[PATCH mptcp-next] mptcp: drop __mptcp_fastopen_gen_msk_ackseq()

Paolo Abeni posted 1 patch 19 hours ago
Patches applied successfully (tree, apply log)
git fetch https://github.com/multipath-tcp/mptcp_net-next tags/patchew/e96b1f70660ffd750c09c051991e2b65a7d1b492.1737398231.git.pabeni@redhat.com
net/mptcp/fastopen.c | 25 ++-----------------------
net/mptcp/protocol.c |  4 +++-
net/mptcp/protocol.h |  5 ++---
net/mptcp/subflow.c  |  3 ---
4 files changed, 7 insertions(+), 30 deletions(-)
[PATCH mptcp-next] mptcp: drop __mptcp_fastopen_gen_msk_ackseq()
Posted by Paolo Abeni 19 hours ago
When we will move the whole RX path under the msk socket lock, updating
the already queued skb for passive fastopen socket at 3rd ack time will
be extremely painful and race prone

The map_seq for already enqueued skbs is used only to allow correct
coalescing with later data; preventing collapsing to the first skb of
a fastopen connect we can completely remove the
__mptcp_fastopen_gen_msk_ackseq() helper.

Signed-off-by: Paolo Abeni <pabeni@redhat.com>
---
Closes: https://github.com/multipath-tcp/mptcp_net-next/issues/539

Must be applied just before commit:
 "mptcp: move the whole rx path under msk socket lock protection"
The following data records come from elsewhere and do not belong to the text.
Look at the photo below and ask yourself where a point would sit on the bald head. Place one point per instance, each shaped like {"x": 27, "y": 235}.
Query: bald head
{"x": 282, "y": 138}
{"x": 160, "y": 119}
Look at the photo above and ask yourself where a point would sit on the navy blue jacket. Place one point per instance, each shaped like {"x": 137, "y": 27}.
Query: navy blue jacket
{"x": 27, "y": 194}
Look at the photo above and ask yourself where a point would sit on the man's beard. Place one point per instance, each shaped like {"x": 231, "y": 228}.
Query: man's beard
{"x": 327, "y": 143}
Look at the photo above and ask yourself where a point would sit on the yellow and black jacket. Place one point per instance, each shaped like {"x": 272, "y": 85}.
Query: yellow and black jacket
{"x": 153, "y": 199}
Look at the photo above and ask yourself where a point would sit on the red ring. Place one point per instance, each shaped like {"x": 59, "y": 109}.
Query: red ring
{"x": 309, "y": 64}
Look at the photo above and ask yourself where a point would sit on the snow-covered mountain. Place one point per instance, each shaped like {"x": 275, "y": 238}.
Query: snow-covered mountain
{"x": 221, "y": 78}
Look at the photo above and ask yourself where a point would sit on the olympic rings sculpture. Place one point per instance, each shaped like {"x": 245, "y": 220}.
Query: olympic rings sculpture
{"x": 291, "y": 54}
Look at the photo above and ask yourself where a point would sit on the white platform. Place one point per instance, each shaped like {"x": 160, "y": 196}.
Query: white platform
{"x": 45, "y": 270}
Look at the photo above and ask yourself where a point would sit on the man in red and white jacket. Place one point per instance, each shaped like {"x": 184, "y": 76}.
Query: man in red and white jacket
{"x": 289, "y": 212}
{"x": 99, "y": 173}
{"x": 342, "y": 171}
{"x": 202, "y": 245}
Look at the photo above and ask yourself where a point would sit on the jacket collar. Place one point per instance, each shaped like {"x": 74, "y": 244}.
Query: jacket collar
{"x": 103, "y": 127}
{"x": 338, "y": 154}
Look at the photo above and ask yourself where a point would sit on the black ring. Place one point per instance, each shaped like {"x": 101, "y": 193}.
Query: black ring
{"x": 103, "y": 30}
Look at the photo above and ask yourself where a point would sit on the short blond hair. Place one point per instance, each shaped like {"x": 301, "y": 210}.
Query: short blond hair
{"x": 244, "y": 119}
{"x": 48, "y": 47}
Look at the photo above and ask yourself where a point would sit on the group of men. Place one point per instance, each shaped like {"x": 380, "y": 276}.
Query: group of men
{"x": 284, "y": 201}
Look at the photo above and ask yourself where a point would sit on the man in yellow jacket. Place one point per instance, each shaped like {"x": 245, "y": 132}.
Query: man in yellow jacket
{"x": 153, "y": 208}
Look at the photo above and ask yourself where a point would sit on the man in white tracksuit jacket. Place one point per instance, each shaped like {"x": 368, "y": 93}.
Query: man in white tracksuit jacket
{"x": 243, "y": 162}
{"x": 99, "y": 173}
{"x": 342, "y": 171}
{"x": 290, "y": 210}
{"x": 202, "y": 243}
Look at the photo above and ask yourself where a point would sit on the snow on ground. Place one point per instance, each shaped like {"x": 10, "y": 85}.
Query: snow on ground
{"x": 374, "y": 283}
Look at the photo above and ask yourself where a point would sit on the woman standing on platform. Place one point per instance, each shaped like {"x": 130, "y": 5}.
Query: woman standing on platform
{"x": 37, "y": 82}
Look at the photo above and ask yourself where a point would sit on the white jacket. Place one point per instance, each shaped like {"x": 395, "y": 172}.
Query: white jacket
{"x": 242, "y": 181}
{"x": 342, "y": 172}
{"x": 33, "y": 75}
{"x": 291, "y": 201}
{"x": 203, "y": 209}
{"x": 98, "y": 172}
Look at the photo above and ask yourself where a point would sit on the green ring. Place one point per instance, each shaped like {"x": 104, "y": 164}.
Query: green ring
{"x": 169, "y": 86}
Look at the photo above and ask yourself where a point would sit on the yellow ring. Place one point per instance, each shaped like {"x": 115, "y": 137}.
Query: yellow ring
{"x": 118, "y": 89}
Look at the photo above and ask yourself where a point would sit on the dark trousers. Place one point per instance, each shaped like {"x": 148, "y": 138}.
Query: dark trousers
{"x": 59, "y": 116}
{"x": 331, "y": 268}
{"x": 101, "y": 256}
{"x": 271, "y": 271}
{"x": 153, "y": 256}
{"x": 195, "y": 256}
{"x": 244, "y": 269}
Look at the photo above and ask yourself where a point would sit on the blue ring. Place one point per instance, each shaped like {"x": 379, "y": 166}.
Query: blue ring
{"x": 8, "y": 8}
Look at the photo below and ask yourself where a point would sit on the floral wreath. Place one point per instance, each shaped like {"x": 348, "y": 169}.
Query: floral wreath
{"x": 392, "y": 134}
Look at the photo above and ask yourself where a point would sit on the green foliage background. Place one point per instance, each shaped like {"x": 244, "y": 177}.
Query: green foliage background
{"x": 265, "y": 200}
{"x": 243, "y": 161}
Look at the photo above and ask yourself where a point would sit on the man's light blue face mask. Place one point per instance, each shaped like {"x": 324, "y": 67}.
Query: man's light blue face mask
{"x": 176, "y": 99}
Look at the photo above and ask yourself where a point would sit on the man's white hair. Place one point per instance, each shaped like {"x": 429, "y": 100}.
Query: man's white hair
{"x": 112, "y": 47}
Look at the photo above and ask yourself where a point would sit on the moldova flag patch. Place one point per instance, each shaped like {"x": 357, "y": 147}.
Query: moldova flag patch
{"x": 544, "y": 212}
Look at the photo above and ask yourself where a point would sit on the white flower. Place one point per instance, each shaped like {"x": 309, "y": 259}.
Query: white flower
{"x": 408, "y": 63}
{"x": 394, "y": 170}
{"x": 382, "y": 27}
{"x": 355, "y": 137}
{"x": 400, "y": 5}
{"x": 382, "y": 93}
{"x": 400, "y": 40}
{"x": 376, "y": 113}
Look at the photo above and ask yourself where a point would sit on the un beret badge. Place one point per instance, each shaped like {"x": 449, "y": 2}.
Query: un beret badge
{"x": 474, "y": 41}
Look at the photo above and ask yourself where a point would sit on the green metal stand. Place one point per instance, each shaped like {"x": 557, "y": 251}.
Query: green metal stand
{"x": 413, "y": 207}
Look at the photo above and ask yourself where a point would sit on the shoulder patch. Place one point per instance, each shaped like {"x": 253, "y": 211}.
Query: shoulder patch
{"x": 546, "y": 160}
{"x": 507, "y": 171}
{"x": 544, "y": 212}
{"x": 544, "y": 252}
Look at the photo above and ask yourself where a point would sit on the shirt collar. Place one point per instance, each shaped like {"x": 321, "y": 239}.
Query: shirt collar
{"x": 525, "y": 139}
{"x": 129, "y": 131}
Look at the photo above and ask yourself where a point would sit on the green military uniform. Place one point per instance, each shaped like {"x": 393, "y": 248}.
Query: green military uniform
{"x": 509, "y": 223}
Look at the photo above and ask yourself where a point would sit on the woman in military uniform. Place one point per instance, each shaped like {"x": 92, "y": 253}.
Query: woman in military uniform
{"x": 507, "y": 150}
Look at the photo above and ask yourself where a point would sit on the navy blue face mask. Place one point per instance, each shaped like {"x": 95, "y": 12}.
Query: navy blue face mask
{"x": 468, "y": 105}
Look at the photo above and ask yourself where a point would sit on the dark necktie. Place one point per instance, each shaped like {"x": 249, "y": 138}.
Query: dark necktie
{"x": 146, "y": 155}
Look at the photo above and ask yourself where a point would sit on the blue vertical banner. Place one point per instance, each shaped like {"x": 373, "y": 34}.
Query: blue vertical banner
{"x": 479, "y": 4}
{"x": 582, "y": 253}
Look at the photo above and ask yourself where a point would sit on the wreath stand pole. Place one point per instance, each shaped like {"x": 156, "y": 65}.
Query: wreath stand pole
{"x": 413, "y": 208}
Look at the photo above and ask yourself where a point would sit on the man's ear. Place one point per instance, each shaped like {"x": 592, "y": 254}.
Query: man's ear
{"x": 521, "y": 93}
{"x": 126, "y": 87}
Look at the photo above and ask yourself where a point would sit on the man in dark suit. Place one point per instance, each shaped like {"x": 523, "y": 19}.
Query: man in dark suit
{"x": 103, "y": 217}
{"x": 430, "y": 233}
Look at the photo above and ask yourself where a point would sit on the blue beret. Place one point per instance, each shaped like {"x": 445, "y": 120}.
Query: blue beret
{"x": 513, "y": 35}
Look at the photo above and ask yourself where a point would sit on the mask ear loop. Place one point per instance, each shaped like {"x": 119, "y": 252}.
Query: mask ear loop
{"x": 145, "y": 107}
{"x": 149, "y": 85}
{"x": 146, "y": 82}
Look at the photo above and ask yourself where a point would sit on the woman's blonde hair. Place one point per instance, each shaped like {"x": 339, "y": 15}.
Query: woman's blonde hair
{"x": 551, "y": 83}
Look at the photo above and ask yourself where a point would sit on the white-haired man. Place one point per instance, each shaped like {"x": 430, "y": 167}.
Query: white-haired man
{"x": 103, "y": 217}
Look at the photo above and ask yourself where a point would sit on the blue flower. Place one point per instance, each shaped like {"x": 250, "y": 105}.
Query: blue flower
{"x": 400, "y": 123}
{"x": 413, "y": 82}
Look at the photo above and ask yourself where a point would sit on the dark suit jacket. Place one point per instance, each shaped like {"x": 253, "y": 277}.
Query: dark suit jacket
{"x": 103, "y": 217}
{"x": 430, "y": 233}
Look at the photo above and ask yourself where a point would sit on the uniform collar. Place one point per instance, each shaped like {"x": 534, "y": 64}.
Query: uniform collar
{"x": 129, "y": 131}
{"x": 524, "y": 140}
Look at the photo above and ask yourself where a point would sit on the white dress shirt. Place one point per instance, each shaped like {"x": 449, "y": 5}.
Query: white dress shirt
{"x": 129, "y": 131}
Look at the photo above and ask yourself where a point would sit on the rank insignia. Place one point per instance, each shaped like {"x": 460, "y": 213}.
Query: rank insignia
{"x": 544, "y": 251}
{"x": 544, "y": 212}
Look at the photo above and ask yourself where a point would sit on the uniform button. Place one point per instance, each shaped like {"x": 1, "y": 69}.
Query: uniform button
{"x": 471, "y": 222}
To such extent, the patch will require a little mangling, as
__mptcp_fastopen_gen_msk_ackseq() at that history point still lacks
the
	DEBUG_NET_WARN_ON_ONCE(sock_owned_by_user_nocheck(sk));
annotation.

I preferred such option to a cleanly applying patch for the target
place in the repo log to trigger the CI at submission time.

Optimistically sharing this only with very little testing, to distract
myself from the net-next PR burden.
---
 net/mptcp/fastopen.c | 25 ++-----------------------
 net/mptcp/protocol.c |  4 +++-
 net/mptcp/protocol.h |  5 ++---
 net/mptcp/subflow.c  |  3 ---
 4 files changed, 7 insertions(+), 30 deletions(-)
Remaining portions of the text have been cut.